Centre changes election conduct rules days after HC tells EC to provide poll documents to petitioner
With this change, not all election-related papers can be inspected by the public.
The Union government on Friday amended the Conduct of Election Rules to the effect that not all election-related documents can be accessed by the public.
The earlier Rule 93(2)(a) of the 1961 Conduct of Election Rules stated that “all other papers relating to the election shall be open to public inspection”.
The amended version of the rule says: “all other papers as specified in these rules relating to the election shall be open to public inspection.”
With this change notified by the Union Ministry of Law and Justice, in consultation with the Election Commission, not all poll-related papers can be inspected by the public. Only those papers specified in the Conduct of Election Rules can be inspected by the public.
The courts will also not be able to direct the poll panel to provide all election-related papers to the public.
This came days after the Punjab and Haryana High Court, on December 9, directed the Election Commission to provide videography, security camera footage and copies of documents related to votes polled at a polling station during the recent Haryana Assembly elections to advocate Mehmood Pracha.
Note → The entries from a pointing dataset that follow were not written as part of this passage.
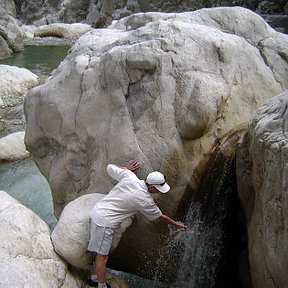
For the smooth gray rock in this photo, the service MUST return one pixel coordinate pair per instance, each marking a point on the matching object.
(267, 228)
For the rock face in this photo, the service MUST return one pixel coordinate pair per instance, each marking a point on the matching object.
(15, 84)
(264, 194)
(71, 234)
(12, 147)
(159, 88)
(27, 255)
(151, 90)
(10, 33)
An official of the Election Commission told Scroll: “We started receiving all kinds of applications, some even through RTI [Right to Information] asking for random documents and even CCTV footage of polling booths… We were planning to regulate public inspection of election related papers for some time… Now after this order from the HC, the Rules have been amended and notified.”
Reacting to the development, Pracha told Scroll: “To save democracy and Babasaheb’s constitution, we are being forced to play on an uneven ground. Manuwadi forces have throughout history used immoral and unfair methods to suppress the Ambedkarwadis including by means changing the goal post whenever they lose but we have our own methods including our legal strategies to defeat these undemocratic and fascist forces”.
The Election Commission had opposed the plea by Pracha in the Punjab and Haryana High Court. It had argued that Pracha was not a candidate in the Assembly polls, which took place in October, and therefore he cannot ask for the documents related to the election.
The High Court had directed the poll body to provide the necessary documents, including Form 17C both Part 1 and Part 2, within six weeks while accepting the argument by Pracha that the only distinction cast between a candidate and any other person is that while the documents have to be supplied free of cost to a candidate who contested the election, the documents are to be supplied to any other person subject to payment of the fee as may be so prescribed.
‘Why is EC afraid of transparency?’: Opposition
The Congress on Saturday said the amendment to the Conduct of Election Rules was a “vindication” of its repeated assertions regarding the “rapidly eroding integrity” in recent times of the electoral process managed by the Election Commission.
“Sunlight is the best disinfectant, and information will restore faith in the process – a reasoning the Punjab and Haryana High Court agreed with when it directed the ECI [Election Commission] to share all information that it is legally required to do so with the public,” Congress MP Jairam Ramesh said on social media.
“Yet the ECI, instead of complying with the judgment, rushes to amend the law to curtail the list of what can be shared,” Ramesh added. “Why is the ECI so afraid of transparency?”
The Rajya Sabha MP added that the move would be challenged legally.
Aam Aadmi Party chief Arvind Kejriwal on social media said that the changes to the rules meant that something was “very wrong”.
Former Trinamool Congress MP Jawhar Sircar asked what the Prime Minister Narendra Modi-led Union government was hiding.
“Why did it suddenly change Election Rules to STOP public from asking & examining Election records and data?” he asked on social media. “So frightened is Modi + Election Commission combine – that, as soon as High Court intervened – they took away rights.”